01:33fdobridge_: <redsheep> I've been attempting to set up tile based raster again, and I think I will have to leave this to one of the real experts. Deko3d definately has some of what is needed, but there's enough undocumented that I don't think it will be trivial to make an implementation that works across multiple different gpus.
01:34fdobridge_: <redsheep> If it helps anybody else though here's a table of tile sizes I gathered and calculations I did to try to sort this out.
01:34fdobridge_: <redsheep> https://cdn.discordapp.com/attachments/1034184951790305330/1195903753790959656/Trianglebin_Results.ods?ex=65b5af29&is=65a33a29&hm=9569e09649d1468728ae1a46276fa2116029d0bde716322540bbb04d25e567ca&
01:35fdobridge_: <redsheep> There's a really weird inconsistency where AD102 has twice the tile cache size at 4x and 8x msaa, but GP102 only doubles its cache size at 8x.
01:37fdobridge_: <redsheep> The effect is that tile sizes don't increase when going from 2 to 4 msaa on AD102, and don't increase when going from 4 to 8 on GP102
01:37fdobridge_: <redsheep> *don't decrease
01:41fdobridge_: <redsheep> All I can figure is that nvidia set these based on profiling the different chips, and likely what tile size gets used is not actually strict.
17:41fdobridge_: <gfxstrand> Yeah, probably. If it's anything like image tiling, the hardware probably automatically clamps if the tile size doesn't fit or something.
17:42fdobridge_: <gfxstrand> At least I hope so. That'd make it way easier to at least not crash the GPU.
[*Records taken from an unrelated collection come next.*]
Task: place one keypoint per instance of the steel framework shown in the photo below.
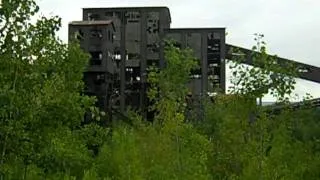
(123, 42)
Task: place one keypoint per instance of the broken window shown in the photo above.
(79, 35)
(96, 33)
(96, 58)
(92, 17)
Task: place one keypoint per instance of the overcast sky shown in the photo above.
(291, 27)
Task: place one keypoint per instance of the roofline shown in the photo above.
(93, 23)
(195, 29)
(133, 7)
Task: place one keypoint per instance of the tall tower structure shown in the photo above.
(208, 45)
(136, 45)
(96, 38)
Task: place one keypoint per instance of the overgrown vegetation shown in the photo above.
(42, 108)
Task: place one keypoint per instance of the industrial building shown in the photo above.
(123, 42)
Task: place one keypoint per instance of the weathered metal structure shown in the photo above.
(123, 42)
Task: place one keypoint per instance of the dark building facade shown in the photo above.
(96, 39)
(208, 45)
(123, 42)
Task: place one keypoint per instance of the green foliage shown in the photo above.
(42, 108)
(268, 75)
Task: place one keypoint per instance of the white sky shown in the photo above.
(291, 27)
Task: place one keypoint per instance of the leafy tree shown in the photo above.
(40, 97)
(268, 75)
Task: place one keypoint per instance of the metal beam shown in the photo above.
(307, 72)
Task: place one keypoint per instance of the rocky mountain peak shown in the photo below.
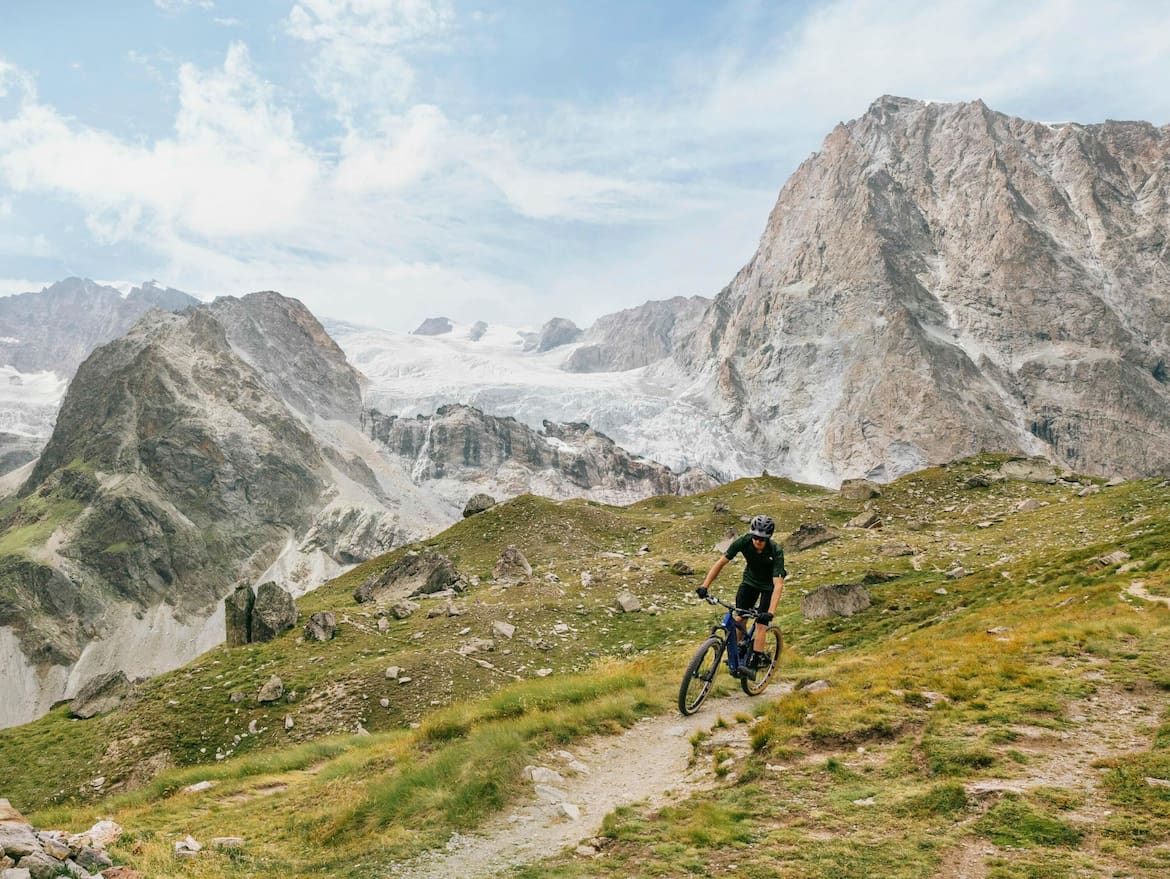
(943, 277)
(282, 340)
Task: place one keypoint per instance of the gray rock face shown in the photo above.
(943, 279)
(56, 328)
(272, 691)
(434, 327)
(273, 612)
(810, 535)
(238, 616)
(412, 575)
(859, 489)
(511, 565)
(637, 336)
(296, 358)
(477, 503)
(837, 601)
(322, 626)
(100, 694)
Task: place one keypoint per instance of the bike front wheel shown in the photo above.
(700, 675)
(773, 645)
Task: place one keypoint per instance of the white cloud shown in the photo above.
(404, 151)
(234, 165)
(360, 48)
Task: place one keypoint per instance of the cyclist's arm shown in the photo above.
(715, 571)
(777, 591)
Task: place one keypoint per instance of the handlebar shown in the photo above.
(750, 612)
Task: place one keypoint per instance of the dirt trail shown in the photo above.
(646, 763)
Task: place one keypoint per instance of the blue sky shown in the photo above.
(386, 160)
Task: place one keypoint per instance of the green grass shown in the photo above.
(931, 691)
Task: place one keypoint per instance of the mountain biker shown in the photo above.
(762, 585)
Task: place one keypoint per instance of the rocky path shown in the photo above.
(647, 763)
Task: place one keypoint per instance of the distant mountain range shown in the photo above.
(940, 279)
(231, 443)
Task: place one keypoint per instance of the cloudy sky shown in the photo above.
(386, 160)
18:06fdobridge_: <redsheep> Nvidia's 2017 gdc suggests that the rops are using the l2 cache, even calling out having a tile buffer as a "traditional architecture"
18:07fdobridge_: <redsheep> So if that hasn't changed then I expect tiles that are too large would just result in poor data locality
18:08fdobridge_: <redsheep> The part that's really puzzling about that is that pascal and ampere seem to use tile sizes that could not possibly fit in their l2 cache, though the original Maxwell implementation would and ada would, by my math
18:10fdobridge_: <redsheep> Maybe their driver knows the test program has no shaders that would pick out single fragments, so it optimizes away storing them all? It's weird.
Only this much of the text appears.